Tuesday, March 20, 2007

Were Early Israelites Literate?

fter 1948, the "Israeli School" of Palestinian archaeology, epitomized by Yigael Yadin, (the Israeli general, political leader and renowned archaeologist), gained influence. But Dr. Bunimovitz writes in How Mute Stones Speak (Biblical Archeology Review March/April 1995) that even though the Israeli School followers viewed their work from a modern, secular perspective, "... despite its new scientific arsenal, biblical archaeology during the 1960s, 1970s and early 1980s was still parochial, highly pragmatic and bound to traditional interpretative frameworks. Slowly, however, as previous interpretative concepts were discarded, exciting new cultural/historical insights gradually came into view, even through old research strategies."

In the 1970s, a "new archaeology" became predominant. Israel's victory in the Six-Day War of 1967 opened Judea and Samaria to a unified archaeological survey, with some, but not much, exploration in the field. Environmental factors like plant and animal remains, economic factors and sociological currents created a multi-disciplinary approach with a cultural and ecological orientation. Architecture and pottery (and the Bible itself) lost influence as the new disciplines became popular. The emphasis became more cultural and less historical, which led to pragmatic conclusions instead of the traditional ones. The new archaeology emphasized mundane social history instead of traditional political history, which involved only the deeds of great men and public events. This led to the growing consensus on the emergence of Israel from varied groups of pastoral nomads, sedentary farmers and possibly even urban families, mainly of local Canaanite origin. Nevertheless, this "sensible" conclusion didn't diminish the importance of the Israelite's impact in Dr. Bunimivitz's opinion.

In concluding his article, Bunimovitz approved the contention that the "professionalization and secularization of biblical archaeology during the last two decades has gone too far in severing the archaeology of Palestine from literary sources." He agreed with Dr. William Dever's (Professor Emeritus, Arizona State University) claims that the present generation of Palestinian archaeologists had failed to achieve a proper balance. "An explanation of 'what happened in history' cannot be reduced ... [to] such factors as environment, technology or subsistence, and ignore the role of symbol, ideology and even religion, in the shaping of society and in culture change. Dever argues that 'an explanation of what really took place in ancient Israel in the Iron Age must look not only at the material remains of that culture, but also at those ideals, spiritual and secular...that motivated those who were the bearers of that culture.'"
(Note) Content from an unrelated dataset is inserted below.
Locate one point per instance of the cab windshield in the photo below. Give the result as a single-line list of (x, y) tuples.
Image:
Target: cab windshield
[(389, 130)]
With a better understanding of the differing trends in archaeological research, the biblical-historical versus the secular-ecological, let's return to Dr. Tawil's lecture. He contended that ancient inscriptions found on walls or stone tablets, in languages pre-dating the language of the earliest existing Biblical texts, provided linguistic proof for the truth of the Bible. His conclusion is based on his encyclopedic knowledge of some of mankind's most archaic languages. Though Dr. Tawil admitted that the Bible is not a history book, he feels that it is an historical narrative, that is an estimation of historical events.
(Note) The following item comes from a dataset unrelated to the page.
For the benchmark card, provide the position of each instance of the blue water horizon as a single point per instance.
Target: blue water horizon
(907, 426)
Dr. Tawil took us through an explanation of Genesis 11:1-9 to prove his point. "And the whole earth was of one language, and of one speech. And it came to pass, as they journeyed from the east, that they found a plain in the land of Shinar; and they dwelt there. And they said one to another, Go to, let us make brick, and burn them thoroughly. And they had brick for stone, and lime had they for mortar. And they said, Go to, let us build us a city and a tower, whose top may reach unto heaven; and let us make us a name, lest we be scattered abroad upon the face of the whole earth. And the Lord came down to see the city and the tower, which the children of men had built. And the Lord said, Behold, the people is one, and they have all one language; and this they begin to do: and now nothing will be restrained from them, which they have imagined to do. Go to, let us go down, and there confound their language, that they may not understand one another's speech. So the Lord scattered them abroad from thence upon the face of all the earth: and they left off building the city. Therefore is the name of it called Babel; because the Lord did there confound the language of all the earth: and from thence did the Lord scatter them abroad upon the face of all the earth.
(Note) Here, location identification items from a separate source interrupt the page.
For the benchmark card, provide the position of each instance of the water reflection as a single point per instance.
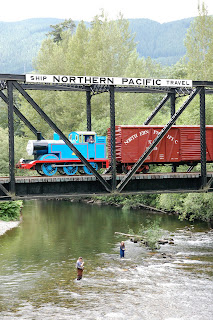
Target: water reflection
(38, 276)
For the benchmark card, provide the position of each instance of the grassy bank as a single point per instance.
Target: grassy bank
(10, 210)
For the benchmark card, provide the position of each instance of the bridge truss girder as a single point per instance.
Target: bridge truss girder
(10, 82)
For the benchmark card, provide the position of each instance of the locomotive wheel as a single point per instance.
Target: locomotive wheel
(40, 172)
(70, 170)
(61, 171)
(48, 169)
(81, 170)
(94, 165)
The professor pointed out that this fragment should be read as a polemic against paganism: the impossibility to reach up to the sky to find God, resulting in the dispersion of mankind from Mesopotamia with the loss of the single culture and language that had been in place. He proved this by explaining the derivation of the words from the original languages in which the story was written and later re-written. According to Dr. Tawil, the one language = Indo-Aryan; Shinar = Sumer, an ancient city in Mesopotamia; the tower whose top reached into heaven = a pyramidal Ziggurat (pagan temple to Marduk); Babel = the city of Babylon; and so on.